Ernst partner Barry Mabry has found a coach to be a valuable sounding board in today’s crazy business climate. He’d received a notice last year telling him that coaching would be available to Ernst & Young partners. He made a call and soon found himself on the phone with “a strange woman.” (It was Cynder Niemela.) “I was in New Orleans; she was in San Francisco. She didn’t know much about my area of work,” he recalls. But within 20 minutes, he decided she could be both trusted and helpful. Ever since, he has had routine telephone conversations with her in which he has discussed matters ranging from the mundane (how to improve communications with subordinates) to the cosmic (what do you want to get out of life?). “Why do I need a coach?” he muses. “I’ve wrestled with this.” He’s a corporate finance partner in New Orleans.
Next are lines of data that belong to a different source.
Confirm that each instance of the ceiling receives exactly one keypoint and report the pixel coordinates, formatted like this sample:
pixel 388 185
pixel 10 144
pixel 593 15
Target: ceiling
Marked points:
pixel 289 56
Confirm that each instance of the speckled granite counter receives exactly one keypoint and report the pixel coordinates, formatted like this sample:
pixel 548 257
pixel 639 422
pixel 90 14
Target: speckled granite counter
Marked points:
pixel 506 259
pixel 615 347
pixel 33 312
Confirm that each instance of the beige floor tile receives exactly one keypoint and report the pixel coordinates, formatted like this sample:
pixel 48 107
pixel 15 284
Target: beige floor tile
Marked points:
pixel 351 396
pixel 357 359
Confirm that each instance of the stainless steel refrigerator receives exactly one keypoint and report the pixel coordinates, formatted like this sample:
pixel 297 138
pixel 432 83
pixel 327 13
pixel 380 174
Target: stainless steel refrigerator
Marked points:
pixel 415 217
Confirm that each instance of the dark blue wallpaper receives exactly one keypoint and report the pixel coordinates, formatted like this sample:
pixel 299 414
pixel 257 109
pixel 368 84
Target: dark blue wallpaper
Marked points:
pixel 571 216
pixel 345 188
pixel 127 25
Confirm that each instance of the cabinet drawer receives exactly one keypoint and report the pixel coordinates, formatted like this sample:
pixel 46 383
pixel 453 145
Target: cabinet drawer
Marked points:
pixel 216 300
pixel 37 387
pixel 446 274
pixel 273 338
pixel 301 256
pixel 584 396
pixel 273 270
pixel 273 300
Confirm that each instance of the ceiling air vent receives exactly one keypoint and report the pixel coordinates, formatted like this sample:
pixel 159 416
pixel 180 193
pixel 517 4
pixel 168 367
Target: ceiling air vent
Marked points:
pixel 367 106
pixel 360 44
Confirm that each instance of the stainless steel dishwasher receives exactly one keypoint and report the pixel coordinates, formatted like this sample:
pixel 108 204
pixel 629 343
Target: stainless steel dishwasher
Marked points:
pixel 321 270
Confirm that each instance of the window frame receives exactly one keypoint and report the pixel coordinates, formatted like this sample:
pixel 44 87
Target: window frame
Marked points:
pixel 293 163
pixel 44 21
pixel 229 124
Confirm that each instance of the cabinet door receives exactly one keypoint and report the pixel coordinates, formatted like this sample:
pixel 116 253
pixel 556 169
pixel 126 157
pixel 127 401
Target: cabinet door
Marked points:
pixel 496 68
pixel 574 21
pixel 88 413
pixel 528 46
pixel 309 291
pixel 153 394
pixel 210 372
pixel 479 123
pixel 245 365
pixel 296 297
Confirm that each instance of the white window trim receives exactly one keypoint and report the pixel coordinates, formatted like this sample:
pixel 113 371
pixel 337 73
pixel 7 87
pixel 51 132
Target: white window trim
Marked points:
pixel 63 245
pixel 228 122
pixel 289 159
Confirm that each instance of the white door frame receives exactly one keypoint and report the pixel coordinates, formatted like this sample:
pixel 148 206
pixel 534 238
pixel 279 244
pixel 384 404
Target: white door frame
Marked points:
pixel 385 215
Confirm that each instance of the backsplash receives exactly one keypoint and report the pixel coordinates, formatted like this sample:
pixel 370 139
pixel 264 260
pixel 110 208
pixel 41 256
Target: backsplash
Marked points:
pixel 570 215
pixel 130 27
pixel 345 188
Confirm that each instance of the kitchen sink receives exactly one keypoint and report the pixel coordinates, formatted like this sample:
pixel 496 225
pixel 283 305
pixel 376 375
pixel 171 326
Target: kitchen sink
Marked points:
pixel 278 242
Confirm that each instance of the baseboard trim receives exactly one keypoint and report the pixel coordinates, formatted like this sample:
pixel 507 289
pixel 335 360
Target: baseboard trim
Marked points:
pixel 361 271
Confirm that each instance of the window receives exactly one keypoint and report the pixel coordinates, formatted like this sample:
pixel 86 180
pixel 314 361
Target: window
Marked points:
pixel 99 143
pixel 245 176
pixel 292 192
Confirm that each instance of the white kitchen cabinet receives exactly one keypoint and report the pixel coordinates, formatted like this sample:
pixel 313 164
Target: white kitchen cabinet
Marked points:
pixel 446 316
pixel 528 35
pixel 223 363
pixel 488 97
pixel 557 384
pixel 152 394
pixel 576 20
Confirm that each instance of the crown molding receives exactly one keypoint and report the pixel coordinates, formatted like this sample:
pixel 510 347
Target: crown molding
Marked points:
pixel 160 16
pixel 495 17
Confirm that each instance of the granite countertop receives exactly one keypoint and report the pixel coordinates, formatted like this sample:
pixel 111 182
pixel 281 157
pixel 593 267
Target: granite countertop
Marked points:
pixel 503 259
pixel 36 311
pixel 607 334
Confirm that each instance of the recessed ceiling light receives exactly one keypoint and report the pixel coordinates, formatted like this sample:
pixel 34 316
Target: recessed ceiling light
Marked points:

He has been with Ernst 27 years. He’s successful; he’s happy. His recent performance review was quite flattering. “Perhaps it’s for the same reason that Tiger Woods needs a coach or Pete Sampras needs a coach,” says Mabry. “Tiger Woods would say, ‘I know how to play golf.’ But his coach is probably the most important person in his life.”
This coaching phenomenon, like all mass movements, will have its excesses: dubiously credentialed people hanging out their shingles, no doubt; conflicting advice and agendas, quite possibly, in offices where Everyman has a coach. But corporate America had better heed the phenomenon, even if it falls outside the traditional corporate organizational chart. It’s a reminder that people won’t run on autopilot or by remote e-mail. No matter how much the world has changed, people on the job still need some mentoring, some monitoring, some meaningful interaction. And if workers can’t get that in-house, why, they’re likely to outsource it.
Who qualifies as an executive coach? At the moment, just about anybody. “I wonder about the vulgarization of coaching,” says Warren Bennis of USC’s business school. “I’m concerned about unlicensed people doing this.”